I tiptoe past that bedroom door, careful-careful not to disturb them. I cannot open the door and peek in, or they would all have to disappear. There is a wolf that hides in the shadows, near the bottom step. I turn on the light switch at the bottom
of the stairs, run quick-quick up the fourteen steps to the bathroom, and turn on the bathroom light.
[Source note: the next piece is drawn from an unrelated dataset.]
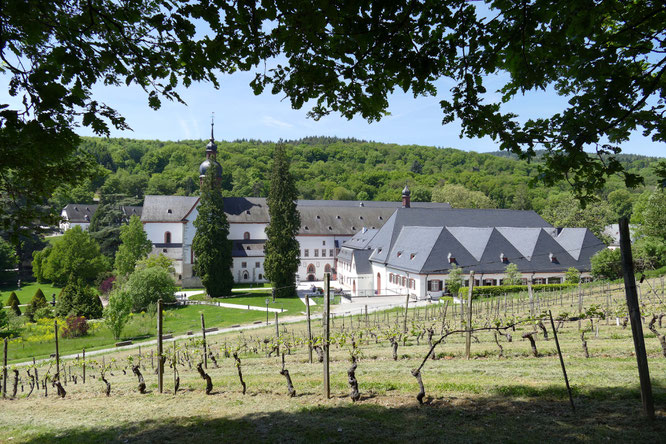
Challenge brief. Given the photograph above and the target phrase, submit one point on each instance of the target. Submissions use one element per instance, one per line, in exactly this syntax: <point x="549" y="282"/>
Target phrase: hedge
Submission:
<point x="498" y="290"/>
But then I have to go back down the stairs to get back safely to my family. If I don’t make it back down the stairs and back into the dining/living room before the toilet finishes flushing, the wolf will eat me. I flush, wash hands, and run down the stairs and through the hall as fast as I can—1, 2, 3, 4, 5, 6, 7, 8, 9, 10, 11, 12, 13, 14—through the hall, 15, 16, 17, 18, 19, 20, 21, 22, 23, 24—STOP counting to be safe. Now I’m back safe in the dining/living room.
Besides repairing clocks and watches, my daddy makes wooden inlaid lamps, plates, and jewelry boxes. He made me a jewelry box of rosewood with a pink rose inlay on the top and a gold key shaped like an “L” for Lissa.
My daddy is such a perfectionist that if he discovers the littlest flaw in a piece of cherry or walnut or mahogany, he starts to swearing and plucking the hairs out of his head. After a while he tosses that piece out, no matter how far done he is, and starts over. He keeps telling me, over and over, “Lissa, you are my best and most perfect creation. I turned you on the lathe myself.” He tells me I must be ladylike at all times—I must be quiet, obedient, and perfect in every way that he thinks is perfect.
I am skinny. “You eat like a bird,” Jimmie tells me. And my ears poke out. Jimmie makes me wear a scarf tight over my ears at night to try to make them grow flat against my head. My hair is getting very long now. Jimmie pulls it back tight and puts it into two long braids so it won’t get so tangled. My daddy thinks I am the prettiest girl in the world.
My daddy never makes a fuss over Spence the way he makes a fuss over me. He expects Spence to follow in his footsteps and become a craftsman. Daddy is disappointed; Spence would rather stare for hours into his microscope, or tinker with his chemistry set, than work in the woodshop with my daddy. My daddy yells at Spence whenever he does something wrong.